Burned before. By motorsports novels so technically illiterate I couldn’t even enjoy them. So when Pat asked if I’d read her friend’s new IndyCar romance—mechanic falls for the team driver—I hesitated. Hard.
Turns out, author Kate Shoup writes under the pen name Elisabeth Oliver for a reason. She wanted to separate these romantic adventures from her serious nonfiction on quantum mechanics and Gold Rush history.
But don’t let the genre fool you.
Shoup is a lifelong racing nut. She hates when fiction gets the details wrong. That fear of seeing a driver’s love interest shouting technical fixes over the radio during a race? Gone. You won’t find impossible on-track passes driven by fictional tech changes here. It’s accurate. Refreshing.
Overtaken is her debut fiction. The world-building holds up because Shoup is an avid researcher. I met her at the Long Beach Grand Prix. We didn’t whisper. We shouted. Engines roar. You talk over them or you don’t talk at all.
The plot is straightforward.
Cam Wexford is a gearbox mechanic, risen from go-karting. Then comes Loïc Chalumeau. An F1 driver. Handsome. Supportive of women in racing. Good at crossword puzzles. Chemistry ensues. Fast. But there’s a hook. A family secret. One that could torch her hard-won career if the driver finds out.

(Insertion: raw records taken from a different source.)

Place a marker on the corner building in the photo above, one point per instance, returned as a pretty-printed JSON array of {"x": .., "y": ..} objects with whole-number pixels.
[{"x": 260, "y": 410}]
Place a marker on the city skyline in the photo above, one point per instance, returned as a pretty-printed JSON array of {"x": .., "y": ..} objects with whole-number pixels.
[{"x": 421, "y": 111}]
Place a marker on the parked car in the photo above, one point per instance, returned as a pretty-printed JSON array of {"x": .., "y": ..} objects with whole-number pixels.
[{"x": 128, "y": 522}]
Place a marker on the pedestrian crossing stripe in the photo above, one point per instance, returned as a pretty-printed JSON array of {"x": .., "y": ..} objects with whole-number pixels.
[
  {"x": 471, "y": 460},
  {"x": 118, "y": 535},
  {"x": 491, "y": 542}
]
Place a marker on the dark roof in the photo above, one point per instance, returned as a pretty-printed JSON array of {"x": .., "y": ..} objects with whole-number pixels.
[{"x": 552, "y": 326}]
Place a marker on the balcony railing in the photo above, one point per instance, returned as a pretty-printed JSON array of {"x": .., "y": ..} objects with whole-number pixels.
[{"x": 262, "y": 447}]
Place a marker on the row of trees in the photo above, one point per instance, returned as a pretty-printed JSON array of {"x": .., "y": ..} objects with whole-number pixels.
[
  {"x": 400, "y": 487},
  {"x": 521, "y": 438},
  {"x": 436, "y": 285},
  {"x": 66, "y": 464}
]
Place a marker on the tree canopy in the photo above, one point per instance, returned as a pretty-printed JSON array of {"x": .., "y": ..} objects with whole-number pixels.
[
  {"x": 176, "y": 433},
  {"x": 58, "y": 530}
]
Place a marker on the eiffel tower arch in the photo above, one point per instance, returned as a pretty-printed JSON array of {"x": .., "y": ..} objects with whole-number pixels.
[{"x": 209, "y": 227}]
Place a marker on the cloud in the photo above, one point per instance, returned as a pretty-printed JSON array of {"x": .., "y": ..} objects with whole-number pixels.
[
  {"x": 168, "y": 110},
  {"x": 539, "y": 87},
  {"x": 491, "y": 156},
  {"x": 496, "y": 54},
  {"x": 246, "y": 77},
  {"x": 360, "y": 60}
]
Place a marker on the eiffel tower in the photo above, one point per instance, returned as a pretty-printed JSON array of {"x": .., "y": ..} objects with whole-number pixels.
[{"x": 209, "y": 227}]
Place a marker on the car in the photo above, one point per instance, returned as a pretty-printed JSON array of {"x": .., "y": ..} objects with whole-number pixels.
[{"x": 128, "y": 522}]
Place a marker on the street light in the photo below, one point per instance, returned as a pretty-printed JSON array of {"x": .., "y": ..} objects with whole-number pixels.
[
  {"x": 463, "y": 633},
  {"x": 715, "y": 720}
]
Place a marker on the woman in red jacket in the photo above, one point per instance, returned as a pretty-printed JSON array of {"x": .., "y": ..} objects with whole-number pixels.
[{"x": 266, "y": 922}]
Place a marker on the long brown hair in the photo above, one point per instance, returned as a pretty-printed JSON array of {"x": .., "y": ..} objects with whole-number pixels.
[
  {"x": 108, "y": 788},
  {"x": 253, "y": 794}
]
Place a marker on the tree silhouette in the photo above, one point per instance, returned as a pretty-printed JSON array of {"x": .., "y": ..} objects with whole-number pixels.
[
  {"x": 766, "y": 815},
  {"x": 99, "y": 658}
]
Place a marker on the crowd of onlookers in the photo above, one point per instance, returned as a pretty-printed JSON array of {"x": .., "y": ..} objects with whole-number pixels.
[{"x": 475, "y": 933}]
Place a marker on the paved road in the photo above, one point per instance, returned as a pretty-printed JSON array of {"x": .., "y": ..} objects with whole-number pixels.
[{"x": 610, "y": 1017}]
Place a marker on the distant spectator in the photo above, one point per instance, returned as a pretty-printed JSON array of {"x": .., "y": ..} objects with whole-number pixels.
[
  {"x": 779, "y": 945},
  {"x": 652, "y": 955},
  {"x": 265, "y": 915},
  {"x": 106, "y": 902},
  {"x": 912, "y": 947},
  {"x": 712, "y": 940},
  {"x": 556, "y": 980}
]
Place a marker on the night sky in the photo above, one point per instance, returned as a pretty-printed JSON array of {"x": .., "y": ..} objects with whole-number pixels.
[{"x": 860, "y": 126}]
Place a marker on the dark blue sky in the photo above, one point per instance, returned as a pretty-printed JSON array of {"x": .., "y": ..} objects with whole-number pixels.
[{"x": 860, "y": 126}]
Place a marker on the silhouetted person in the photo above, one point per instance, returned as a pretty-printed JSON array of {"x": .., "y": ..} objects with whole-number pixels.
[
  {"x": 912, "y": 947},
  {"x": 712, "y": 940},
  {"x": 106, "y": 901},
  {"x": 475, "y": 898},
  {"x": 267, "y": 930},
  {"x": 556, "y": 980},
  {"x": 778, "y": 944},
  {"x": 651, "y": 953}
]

Standard setup, sure. But Shoup delivers lively racing action, funny side characters, and a romance that simmers rather than boils.
I asked her why IndyCar.
She looked at me, grinning, and said, “It’s natural.” She’s from Indianapolis. Her dad took her to her first 500 as a kid. In college in Colorado? She delayed breaking up with a boyfriend because he owned a TV and she needed to watch the race.
Cruel to the college boy? Maybe.
Shoup eventually found her own racing romance. Her husband works as an engineer for McLaren. They were neighbors. Immersed in the culture from day one. This proximity allowed for real fact-checking. Real test readers. She even handed early drafts to Sébastien Bourdais, a driver who actually knows how fast 220 mph feels. His feedback? Gold.
“Romance sounds silly, sometimes it is silly. But what is more important than love?”
The book isn’t just about the kiss. Wexford fights for her spot. Anyone who’s been a woman in a male-dominated, cliquey shop knows the skepticism. You root for her confidence almost as much as her love interest.
The hardest part? The sex scenes.
Shoup laughed when I asked. Romance often relies on terrible euphemisms. She wanted to avoid boredom without getting spicy enough to upset the IndyCar series management. Plus, her husband works there. “I didn’t want to run into him in the paddock,” she admitted, “and have him say, ‘Oh. We know what you like now.’”
That’s the thing. It’s not a metaphor.
It’s just technically precise racing meets a sweet, grounded love story.
Overtaken is out now. Print or digital. Pick whichever gets you into the seats.